Normothermic Perfusion: a game-changer for kidney transplantation?
Organ transplantation has revolutionized the field of medicine. Kidney transplant, in particular, is of significant importance in Pakistan as there is an estimated prevalence rate of patients with end-stage renal disease (ESRD) of 100 per million population. The annual transplant rate is only about 8 to 10 cases per million.1,2 Due to this shortage in organ transplants, over 15,0000 people lose their lives each year due to end-stage organ failure, among which 15000 are patients with end-stage kidney failure. These numbers can be reduced greatly if the number of kidneys available is increased.3
As the number of organs available for a kidney transplant is limited in Pakistan owing to strict regulations to end transplant tourism, it is crucial to increase the viability of the organs available to ensure the success and survival of patients suffering from ESRD.4 An exciting finding was revealed by Kidney Research UK, where 100 kidneys could potentially be saved for transplant each year after being retrieved from donors in the UK via normothermic perfusion, This technique has shown promising results in numerous research.5 As evident from the name, in this technique, oxygen is provided to organs during preservation to allow aerobic metabolism.
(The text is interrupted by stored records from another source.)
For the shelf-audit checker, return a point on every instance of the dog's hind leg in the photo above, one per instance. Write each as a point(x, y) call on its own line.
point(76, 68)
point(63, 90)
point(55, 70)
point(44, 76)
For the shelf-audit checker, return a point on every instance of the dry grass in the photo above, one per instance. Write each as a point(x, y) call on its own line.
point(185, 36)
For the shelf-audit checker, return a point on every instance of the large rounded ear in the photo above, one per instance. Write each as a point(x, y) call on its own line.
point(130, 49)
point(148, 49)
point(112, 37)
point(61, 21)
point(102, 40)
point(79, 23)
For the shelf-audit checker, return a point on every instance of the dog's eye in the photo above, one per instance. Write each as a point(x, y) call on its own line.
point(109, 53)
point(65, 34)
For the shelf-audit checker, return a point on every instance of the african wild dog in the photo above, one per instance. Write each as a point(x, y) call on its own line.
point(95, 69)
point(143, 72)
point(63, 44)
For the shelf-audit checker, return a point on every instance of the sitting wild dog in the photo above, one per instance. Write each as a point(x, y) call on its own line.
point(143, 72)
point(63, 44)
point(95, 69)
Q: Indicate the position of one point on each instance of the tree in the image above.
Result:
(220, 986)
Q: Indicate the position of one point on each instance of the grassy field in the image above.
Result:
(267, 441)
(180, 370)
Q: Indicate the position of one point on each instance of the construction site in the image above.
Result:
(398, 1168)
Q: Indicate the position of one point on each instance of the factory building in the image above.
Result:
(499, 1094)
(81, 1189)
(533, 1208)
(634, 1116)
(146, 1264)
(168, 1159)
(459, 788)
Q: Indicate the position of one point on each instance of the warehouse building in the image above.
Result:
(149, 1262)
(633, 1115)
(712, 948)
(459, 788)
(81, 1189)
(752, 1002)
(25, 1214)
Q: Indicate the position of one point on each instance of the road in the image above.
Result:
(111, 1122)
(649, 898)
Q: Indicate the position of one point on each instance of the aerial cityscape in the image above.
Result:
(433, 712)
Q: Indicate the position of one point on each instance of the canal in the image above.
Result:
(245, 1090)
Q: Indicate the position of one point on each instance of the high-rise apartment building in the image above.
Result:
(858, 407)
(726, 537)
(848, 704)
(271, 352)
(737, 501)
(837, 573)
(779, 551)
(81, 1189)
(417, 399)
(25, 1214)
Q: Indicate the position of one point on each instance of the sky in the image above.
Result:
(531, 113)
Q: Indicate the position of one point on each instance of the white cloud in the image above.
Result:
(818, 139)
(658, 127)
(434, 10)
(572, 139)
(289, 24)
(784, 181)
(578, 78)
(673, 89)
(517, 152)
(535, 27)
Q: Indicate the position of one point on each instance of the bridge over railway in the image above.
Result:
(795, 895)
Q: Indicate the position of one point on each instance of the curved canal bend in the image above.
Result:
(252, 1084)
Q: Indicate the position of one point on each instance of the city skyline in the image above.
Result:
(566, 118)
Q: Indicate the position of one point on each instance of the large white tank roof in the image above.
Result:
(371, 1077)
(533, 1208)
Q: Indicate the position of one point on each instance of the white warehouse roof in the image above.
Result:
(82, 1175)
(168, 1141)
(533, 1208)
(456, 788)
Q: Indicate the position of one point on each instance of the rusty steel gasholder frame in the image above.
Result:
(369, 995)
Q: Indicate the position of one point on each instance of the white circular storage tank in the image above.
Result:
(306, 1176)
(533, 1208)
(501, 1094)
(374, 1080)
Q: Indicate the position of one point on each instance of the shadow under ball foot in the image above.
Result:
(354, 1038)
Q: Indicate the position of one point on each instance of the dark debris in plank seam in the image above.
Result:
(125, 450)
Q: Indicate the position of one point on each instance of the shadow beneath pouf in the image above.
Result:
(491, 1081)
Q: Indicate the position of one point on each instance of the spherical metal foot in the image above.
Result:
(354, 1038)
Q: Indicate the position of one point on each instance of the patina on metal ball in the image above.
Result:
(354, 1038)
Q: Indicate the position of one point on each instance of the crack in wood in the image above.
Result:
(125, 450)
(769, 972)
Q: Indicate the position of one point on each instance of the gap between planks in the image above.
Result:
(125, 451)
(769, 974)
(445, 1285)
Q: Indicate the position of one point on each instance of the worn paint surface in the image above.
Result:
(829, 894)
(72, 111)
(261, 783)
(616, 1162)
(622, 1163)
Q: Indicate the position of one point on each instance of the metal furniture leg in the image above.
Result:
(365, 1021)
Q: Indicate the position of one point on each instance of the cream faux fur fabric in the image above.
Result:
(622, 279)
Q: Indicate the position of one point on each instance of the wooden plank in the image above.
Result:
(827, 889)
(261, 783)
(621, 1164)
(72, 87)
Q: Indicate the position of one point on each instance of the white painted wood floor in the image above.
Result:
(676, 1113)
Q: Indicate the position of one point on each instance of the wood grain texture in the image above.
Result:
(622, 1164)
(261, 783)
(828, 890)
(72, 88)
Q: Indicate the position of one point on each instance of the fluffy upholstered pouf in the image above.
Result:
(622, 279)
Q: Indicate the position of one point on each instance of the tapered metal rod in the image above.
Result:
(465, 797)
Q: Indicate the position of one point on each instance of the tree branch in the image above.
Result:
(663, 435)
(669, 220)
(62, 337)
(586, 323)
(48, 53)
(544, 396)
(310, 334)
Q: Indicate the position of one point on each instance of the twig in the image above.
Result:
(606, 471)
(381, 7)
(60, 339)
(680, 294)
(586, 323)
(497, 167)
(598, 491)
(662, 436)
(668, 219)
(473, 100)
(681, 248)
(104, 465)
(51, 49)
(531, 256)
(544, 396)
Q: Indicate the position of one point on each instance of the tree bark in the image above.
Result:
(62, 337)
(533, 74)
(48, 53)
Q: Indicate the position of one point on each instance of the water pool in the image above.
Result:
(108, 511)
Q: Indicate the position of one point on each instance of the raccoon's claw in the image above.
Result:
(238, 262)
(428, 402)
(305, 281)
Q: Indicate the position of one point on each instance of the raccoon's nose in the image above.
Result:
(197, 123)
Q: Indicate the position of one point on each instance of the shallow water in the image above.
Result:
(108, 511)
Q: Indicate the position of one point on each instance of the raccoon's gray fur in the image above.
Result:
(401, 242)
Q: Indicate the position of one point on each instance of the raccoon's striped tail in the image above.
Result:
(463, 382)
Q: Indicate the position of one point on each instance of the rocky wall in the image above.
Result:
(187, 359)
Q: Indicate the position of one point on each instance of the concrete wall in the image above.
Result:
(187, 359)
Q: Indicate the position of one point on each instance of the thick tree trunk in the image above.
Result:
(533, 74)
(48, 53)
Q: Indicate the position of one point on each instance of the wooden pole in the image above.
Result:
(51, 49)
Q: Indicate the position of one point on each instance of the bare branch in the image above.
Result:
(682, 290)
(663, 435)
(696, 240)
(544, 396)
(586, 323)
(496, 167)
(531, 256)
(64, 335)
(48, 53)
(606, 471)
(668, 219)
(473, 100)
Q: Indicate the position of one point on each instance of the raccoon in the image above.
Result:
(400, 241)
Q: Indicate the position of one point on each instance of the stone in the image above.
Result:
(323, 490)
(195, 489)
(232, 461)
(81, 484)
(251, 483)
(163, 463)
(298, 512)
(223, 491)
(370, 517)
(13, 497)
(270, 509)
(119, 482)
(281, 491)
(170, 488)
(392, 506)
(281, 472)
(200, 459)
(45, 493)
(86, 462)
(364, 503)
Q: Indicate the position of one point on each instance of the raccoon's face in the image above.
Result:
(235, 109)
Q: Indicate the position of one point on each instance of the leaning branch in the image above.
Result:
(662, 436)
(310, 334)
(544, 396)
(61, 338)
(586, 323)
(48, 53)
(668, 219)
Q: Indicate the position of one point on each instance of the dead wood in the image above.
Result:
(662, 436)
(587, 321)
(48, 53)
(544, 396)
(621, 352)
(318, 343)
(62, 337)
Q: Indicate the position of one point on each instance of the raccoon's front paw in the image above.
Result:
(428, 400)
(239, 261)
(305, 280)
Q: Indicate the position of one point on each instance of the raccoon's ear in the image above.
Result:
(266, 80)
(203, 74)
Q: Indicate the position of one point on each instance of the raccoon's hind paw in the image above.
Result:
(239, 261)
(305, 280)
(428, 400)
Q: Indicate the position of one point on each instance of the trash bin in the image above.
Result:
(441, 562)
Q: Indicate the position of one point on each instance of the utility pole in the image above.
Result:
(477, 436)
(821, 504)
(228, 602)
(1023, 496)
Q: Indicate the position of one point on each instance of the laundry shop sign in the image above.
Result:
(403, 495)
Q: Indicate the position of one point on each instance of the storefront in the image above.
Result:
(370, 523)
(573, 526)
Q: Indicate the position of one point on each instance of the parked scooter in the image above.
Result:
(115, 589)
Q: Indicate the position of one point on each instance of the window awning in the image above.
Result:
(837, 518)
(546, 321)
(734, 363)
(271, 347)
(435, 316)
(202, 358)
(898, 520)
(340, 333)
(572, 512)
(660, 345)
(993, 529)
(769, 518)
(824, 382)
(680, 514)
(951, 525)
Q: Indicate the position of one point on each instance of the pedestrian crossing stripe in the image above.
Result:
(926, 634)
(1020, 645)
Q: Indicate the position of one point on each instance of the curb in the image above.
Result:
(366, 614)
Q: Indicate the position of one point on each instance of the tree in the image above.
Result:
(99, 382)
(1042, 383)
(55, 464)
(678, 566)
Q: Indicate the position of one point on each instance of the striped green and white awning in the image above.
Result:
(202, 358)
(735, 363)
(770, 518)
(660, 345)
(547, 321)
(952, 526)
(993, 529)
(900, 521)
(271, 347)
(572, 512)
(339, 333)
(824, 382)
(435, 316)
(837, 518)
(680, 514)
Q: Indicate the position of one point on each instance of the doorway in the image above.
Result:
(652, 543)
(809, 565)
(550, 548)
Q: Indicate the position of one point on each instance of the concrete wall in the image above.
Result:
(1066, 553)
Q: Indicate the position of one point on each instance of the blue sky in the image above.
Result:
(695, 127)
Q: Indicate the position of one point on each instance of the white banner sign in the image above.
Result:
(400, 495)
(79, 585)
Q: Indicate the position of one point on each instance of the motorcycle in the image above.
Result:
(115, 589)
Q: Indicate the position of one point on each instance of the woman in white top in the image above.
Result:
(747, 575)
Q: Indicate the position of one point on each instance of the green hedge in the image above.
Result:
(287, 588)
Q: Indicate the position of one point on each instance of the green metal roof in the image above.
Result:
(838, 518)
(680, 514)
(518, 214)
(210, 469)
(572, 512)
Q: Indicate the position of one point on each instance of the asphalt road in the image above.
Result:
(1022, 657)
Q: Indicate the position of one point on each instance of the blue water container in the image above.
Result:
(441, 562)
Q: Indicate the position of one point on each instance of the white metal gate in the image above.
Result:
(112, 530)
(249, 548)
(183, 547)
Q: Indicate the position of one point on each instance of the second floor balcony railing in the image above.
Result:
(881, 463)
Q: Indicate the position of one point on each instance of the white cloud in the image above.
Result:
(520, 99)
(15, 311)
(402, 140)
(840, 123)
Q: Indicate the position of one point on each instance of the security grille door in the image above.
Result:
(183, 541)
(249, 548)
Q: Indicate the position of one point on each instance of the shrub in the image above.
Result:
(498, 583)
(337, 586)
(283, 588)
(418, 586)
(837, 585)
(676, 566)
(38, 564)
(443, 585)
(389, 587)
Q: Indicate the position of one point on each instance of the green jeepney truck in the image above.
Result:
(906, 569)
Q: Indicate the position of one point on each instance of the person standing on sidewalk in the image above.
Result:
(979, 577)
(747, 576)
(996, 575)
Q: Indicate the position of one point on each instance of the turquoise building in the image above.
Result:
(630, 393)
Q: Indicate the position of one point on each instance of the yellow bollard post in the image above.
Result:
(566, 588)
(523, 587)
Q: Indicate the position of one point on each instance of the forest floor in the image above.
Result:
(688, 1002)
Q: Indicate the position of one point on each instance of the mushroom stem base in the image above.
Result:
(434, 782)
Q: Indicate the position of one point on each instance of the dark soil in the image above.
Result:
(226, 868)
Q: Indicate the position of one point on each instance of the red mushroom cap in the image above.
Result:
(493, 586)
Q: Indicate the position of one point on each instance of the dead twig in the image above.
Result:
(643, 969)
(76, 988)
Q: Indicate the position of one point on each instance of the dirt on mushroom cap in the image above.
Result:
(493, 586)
In a review conducted by Franka Messner et al, it was concluded that this technology may be used as an ex-vivo organ assessment and treatment platform. During renal NMP, mesenchymal stromal/stem cells, multipotent adult progenitor cells, and microRNA have been used in studies, and preliminary data shows that these therapies do indeed reduce kidney injury and inflammatory response. Furthermore, in comparison to any cold preservation approach, normothermic ex vivo kidney perfusion (NEVKP) revealed a considerable reduction in preservation harm in a study conducted by Laura I Mazilescu et al.6
As the demand for kidney transplants increases in Pakistan, normothermic perfusion can be studied further to provide an efficient technique for the preservation of organs. By ensuring the better viability of the available organs, we can perhaps help to increase the chances of survival of patients suffering from ESRD since we already face a shortage in the number of organs available for transplantation.